Other precedent work that focuses on the topic of how geometry can be explored in order to affect the acoustic experience of space:

Virtual Anechoic Chamber

This project explores how the acoustic performance of a surface can be modified through geometry or material and more specifically explores the sound scattering / sound diffusive acoustic properties of doubly-ruled surfaces. The project team develops digital parametric models to test the surfaces digitally, using computational acoustic analysis techniques suitable for the prediction of sound scattering, as well as physical scale models.

project page: http://www.responsive-a-s-c.com/

Tunable Sound Cloud

This project is exploring a canopy with real-time responsive capability to enhance acoustic properties of interior environments. This system is designed with a dynamic self supporting spaceframe structure and layered with a responsive surface actuated with memory alloy materials to control sound behavior.

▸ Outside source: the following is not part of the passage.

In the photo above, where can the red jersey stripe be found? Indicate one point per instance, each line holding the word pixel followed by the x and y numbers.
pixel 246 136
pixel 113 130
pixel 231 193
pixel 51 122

project page: http://www.fishtnk.com/gallery-links/tunable-sound-cloud/

 

Concept ————————————————————————

The acoustic performance of a surface, thus the acoustic experience it provides, can be modified through geometry or material. The precedent work cited highlights that.

When sound strikes a surface, it is absorbed, reflected, or scattered; thus if we change the geometry of the surface we get different acoustic properties. If we consider a structure that is kinetic then we can constantly alter the geometry in order to control the acoustic experience of the space. This project explores how crowd behavior can be the driving parameter of how to update the geometry. In a previous work I tried to explore the same idea by capturing crowd movement with a kinect and then trying to infer the crowd distribution so that I can change the kinetic surface according to some preset configurations. This time I chose to set a system where I will be able to create crowd simulations so that I can later explore more variations in crowd behavior.

 

Process ————————————————————————

The project combines two different software into a continuous workflow, where each updates the other. Unity 3d game engine is used to run a crowd simulation (with the help of Unity Steer library) and Grasshopper (for Rhino) is used for the surface modeling, tessellation and panelization as well as the simulation of its kinetic behavior. In the Grasshopper environment two plugins are used,  Acoustic Shoot and Galapagos, to perform a qualitative acoustic simulation  and to test the results of the simulation in an evolutionary algorithm respectively. Unity sends via OSC (Open Sound Control) signals to Grasshopper regarding the crowd distribution and Grasshopper uses this data to identify the main sound sources. It further uses these sound sources to run an acoustic raytracing for a given amount of time. The results of the acoustic simulation are fed into an evolutionary solver in order to compute which surface configuration is the fittest so that we can reduce reverberation in space. More specifically the evolutionary solver tries to minimize the amount of bounces of the sound rays. The configurations that are output as the best genomes are used to update the mesh back in Unity.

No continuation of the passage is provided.